Half-Crazed at the Foul Line

The nice Asian girl at the bagel shop points at my splint. “Still hurt?” she asks. I nod. She says, “I think you have lost weight, no?” Cue my creeping look of horror. Does she mean good weight or bad weight? Gay weight or straight weight? Is she talking about my face or my shrinking biceps? I want to reach across the counter and shake her for the answer but the CULTURAL DIVIDE BETWEEN US CANNOT BE OVERCOME!

I’m writing this now – a vain, deeply impatient man half-crazed by a deficit of endorphins.

Last Friday I drove down to South San Francisco on a very early Friday morning for an appointment with a hand therapist, scheduled by my surgeon, only to be told by the embarrassed hand therapist that she could do nothing for me until after the surgeon pulled the three pins out of my wrist. Minutes later I was ushered out of the lobby into a back hallway, after I’d begun yelling at a flustered cast technician who’d just given me diametrically opposing information about the procedure for replacing the dingy splint, catching and pulling now against the heads of the three pins sticking out of my wrist, that her co-worker had given me two weeks back.

Later I found myself sitting in an exam room, deeply ashamed and confused by my behavior.

I tried to talk myself back into a state of humility with the fact that the combined doctor and ER visits, pharmacy runs, and surgery had cost me less than $1000.
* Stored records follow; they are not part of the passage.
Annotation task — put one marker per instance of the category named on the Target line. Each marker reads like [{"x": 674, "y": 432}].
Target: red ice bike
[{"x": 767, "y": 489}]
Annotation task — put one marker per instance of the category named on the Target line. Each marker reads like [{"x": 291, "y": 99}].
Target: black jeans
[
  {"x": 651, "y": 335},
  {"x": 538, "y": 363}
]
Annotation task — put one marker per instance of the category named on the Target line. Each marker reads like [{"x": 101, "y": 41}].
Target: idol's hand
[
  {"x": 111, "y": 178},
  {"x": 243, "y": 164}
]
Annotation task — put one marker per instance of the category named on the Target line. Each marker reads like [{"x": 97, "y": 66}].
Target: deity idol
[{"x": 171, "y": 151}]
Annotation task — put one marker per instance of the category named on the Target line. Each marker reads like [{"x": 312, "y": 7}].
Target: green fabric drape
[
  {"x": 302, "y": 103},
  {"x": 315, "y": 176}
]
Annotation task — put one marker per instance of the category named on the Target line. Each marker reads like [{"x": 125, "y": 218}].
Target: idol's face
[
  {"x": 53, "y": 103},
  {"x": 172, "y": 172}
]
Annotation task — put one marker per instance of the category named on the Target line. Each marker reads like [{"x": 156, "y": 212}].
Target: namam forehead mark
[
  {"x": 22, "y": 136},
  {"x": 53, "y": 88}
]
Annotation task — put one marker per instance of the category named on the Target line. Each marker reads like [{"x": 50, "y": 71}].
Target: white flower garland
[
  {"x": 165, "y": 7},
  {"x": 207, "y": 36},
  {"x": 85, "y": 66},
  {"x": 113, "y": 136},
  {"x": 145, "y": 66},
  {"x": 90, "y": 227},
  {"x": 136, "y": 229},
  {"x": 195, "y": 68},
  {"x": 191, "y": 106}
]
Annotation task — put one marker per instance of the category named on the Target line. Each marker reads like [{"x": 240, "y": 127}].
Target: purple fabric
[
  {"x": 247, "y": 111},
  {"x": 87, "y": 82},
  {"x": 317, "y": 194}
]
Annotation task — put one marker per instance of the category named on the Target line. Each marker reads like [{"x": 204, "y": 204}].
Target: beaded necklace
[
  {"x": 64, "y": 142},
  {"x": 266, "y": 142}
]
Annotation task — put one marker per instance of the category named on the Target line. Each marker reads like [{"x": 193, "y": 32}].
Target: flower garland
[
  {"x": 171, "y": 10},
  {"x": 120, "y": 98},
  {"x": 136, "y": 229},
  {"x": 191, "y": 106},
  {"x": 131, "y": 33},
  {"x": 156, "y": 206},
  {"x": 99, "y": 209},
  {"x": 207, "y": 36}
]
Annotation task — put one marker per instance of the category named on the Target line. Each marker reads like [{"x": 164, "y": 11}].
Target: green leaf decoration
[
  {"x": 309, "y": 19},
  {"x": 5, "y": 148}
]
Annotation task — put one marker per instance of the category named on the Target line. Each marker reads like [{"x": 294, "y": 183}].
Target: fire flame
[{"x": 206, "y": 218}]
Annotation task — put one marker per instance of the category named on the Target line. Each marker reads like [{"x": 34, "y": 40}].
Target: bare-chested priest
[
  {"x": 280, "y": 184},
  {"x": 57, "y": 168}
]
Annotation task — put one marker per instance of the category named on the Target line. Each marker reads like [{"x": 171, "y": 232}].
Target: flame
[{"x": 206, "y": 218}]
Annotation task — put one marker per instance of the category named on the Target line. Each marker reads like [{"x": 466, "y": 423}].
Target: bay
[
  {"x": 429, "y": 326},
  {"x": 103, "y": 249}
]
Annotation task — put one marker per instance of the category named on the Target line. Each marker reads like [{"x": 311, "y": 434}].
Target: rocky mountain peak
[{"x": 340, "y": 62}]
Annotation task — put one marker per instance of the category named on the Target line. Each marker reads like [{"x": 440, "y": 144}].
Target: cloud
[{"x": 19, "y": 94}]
I’ve wrestled with my impatience, driving the Manly Fireplug to softball practice where I watch from the stands.  I nodded, as if I agreed, when a friend told me that there is always next season, thinking to myself that having watched my mother die at the age of 55, I no longer think that there will always be a next time.

I then tried to remind myself that we were talking about D league gay softball and, like, chill out, dude.
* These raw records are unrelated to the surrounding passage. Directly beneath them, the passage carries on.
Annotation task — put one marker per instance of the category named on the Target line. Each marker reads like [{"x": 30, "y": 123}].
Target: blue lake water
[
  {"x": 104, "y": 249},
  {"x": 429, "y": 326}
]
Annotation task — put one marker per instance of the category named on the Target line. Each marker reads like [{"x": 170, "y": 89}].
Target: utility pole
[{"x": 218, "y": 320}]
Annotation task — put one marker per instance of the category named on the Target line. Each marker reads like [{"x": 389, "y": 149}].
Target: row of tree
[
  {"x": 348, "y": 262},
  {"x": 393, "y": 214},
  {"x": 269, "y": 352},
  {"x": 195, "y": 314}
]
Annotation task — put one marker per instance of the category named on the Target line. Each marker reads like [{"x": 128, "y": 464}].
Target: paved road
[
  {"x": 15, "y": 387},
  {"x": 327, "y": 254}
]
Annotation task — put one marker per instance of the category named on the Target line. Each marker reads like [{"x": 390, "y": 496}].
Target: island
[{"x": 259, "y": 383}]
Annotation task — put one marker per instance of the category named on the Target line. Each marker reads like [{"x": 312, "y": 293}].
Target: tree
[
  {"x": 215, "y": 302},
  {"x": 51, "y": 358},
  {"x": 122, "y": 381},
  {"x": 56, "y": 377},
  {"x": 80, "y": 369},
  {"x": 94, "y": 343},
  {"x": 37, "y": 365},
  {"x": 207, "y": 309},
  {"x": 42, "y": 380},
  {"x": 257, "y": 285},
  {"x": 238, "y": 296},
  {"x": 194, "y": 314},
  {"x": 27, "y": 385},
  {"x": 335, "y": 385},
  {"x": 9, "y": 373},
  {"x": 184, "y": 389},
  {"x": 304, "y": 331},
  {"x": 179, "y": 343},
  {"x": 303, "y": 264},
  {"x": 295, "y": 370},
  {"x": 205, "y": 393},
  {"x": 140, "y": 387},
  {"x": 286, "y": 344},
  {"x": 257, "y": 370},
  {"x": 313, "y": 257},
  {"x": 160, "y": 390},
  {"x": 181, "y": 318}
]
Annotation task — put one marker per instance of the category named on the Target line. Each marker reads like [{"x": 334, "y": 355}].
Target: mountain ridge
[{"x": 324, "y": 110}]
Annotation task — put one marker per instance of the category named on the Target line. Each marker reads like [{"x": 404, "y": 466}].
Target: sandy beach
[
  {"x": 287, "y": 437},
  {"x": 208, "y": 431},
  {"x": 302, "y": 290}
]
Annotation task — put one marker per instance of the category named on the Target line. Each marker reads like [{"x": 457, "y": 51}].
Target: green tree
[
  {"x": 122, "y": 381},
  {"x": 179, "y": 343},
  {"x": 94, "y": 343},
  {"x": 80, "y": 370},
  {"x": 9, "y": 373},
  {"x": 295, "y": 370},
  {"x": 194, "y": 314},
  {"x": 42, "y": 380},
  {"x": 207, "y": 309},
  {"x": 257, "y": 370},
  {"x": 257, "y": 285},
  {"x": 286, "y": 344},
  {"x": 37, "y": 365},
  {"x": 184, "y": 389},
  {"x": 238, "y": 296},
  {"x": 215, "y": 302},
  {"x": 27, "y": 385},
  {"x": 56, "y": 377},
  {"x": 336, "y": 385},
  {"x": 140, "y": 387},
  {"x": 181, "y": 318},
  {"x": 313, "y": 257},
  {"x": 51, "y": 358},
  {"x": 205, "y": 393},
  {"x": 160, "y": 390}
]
For perspective I told myself that I do not live, say, in Japan. I’ve never seen a tsunami or an exploding nuclear power plant. These thoughts distracted me about as long as you’d guess.

I wrote a story for a local magazine, cobbled together from this blog, about my first season playing softball. Just before I sent it to the editor, I cut out the part about breaking my wrist in the Vegas tournament, because I didn’t want people to pick up on my self-pity.

I decided to be a little less vain here.

My team had their first games of the season, a double header, bright and early this past Sunday. I drove the Fireplug to the field and stood on the sidelines, shivering a bit in the cold morning air, recognizing the nervous looks on some of my newer teammates’ faces.

I’d gone the whole last season, my first season ever, avoiding base coaching, always a bit unsure of the rules. But this year, without anything else to do, I stepped in, figuring like everything else in softball the best way to learn was to just throw myself into it and make a few mistakes.

I stood there just outside the foul line, watching where each of my teammates hit the ball and gauging how far they should run, signaling to them to stop, or to look, or to just plain run. And after each single I’d slap their shoulder and tell them good job, and when the next guy hit I’d tell them to run. “Go,” I’d say. “Go, go go.”